Everything though, is for the patient’s benefit, said Julie Kim, a professor of reproductive science in medicine at Northwestern University, who works with more complicated systems like the reproductive system on a chip. “But there’s a huge gap between what observation you make in a cell culture versus what happens in a woman. And that’s why we want to make systems that are more complicated, yet are able to control.”

Huh and the Wyss Institute started their work on the lung-on-a-chip about 15 years ago, and the field has since expanded to include placenta-on-a-chip, but only a handful of researchers including Huh and Hashemi are working to develop the models further.

In 2022, Huh’s research team published a paper in Nature Communications about a placenta-on-a-chip designed to mimic implantation. He hopes that in the future, this technology could be used to make complicated human body-on-a-chip models to understand the impact of different chemical or environmental exposures and for use in drug development. But creating these integrated systems will be challenging.

It took four years for Hashemi to come up with her model of a placenta-on-a-chip. She didn’t know a lot about the function of placentas when she got started, resources for research were scarce, and at the time, there was no journal dedicated to women’s health that would publish her research. Her caffeine study wasn’t published until 2019.

Now Hashemi is looking to improve on the placenta-on-a-chip model by collecting data in real time — much like digital trackers and glucose monitors do today. “It kind of reminds me of those glucose monitors,” said Kim. “Your body’s still functioning, and it’s able to measure it, and you just wear it and it’s not bothering you. But you’re getting all this data.” Eke said this refinement of the technology to obtain real-time data could eventually allow drugmakers to tailor treatment options and doses.

“Let’s say a baby has a condition that needs to be treated urgently like cancer. You want that drug to be going very fast across the membranes. If a mother has a disease, [clinicians] don’t want that baby to get that disease, so you want that drug to move slowly across the membranes.”

Since she started working on placenta-on-a-chip, Hashemi has been excited to see a younger generation of scientists interested in studying women’s health in general.

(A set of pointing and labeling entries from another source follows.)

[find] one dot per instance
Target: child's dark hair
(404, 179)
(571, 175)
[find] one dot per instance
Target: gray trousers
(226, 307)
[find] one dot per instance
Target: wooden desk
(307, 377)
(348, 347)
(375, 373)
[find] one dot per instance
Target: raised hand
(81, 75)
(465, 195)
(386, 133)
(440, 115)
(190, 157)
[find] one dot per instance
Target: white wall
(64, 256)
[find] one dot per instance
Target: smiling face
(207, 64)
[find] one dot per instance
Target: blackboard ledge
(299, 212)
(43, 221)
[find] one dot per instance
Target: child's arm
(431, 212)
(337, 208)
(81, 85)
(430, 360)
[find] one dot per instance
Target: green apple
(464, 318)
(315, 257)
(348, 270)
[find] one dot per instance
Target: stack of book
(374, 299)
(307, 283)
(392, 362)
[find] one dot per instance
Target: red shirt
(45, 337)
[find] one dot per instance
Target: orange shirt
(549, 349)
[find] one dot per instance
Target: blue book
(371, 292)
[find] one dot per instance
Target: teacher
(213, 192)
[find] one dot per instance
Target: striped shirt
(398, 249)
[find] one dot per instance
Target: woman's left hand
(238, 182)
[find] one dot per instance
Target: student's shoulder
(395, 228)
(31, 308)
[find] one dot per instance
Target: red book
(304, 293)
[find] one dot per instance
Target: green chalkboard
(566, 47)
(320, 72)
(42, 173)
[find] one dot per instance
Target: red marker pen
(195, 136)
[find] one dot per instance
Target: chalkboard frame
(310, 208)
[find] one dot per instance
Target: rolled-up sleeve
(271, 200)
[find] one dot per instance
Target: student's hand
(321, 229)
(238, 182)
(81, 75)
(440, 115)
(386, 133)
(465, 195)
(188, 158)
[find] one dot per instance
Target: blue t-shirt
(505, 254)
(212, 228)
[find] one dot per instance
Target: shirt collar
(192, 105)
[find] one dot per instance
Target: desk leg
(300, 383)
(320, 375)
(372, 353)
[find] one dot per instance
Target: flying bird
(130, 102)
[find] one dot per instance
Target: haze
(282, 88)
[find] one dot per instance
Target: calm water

But Kim noted that there haven’t been many advances in the development of medicines for women’s health and diseases, especially those that affect the reproductive tract — precisely because studying the biology of the reproductive system, its behavior and its diseases, is difficult, Kim noted. Ex-vivo technologies like placenta-on-a-chip directly address that.

With her initial test of her placenta-on-a-chip model, Hashemi determined that a steady if small amount of caffeine made it over to the “fetal” side after putting in a much greater amount on the “maternal” side. Although she personally wouldn’t tell a pregnant person how much caffeine to drink, Hashemi said she would limit herself to her usual two cups of tea per day.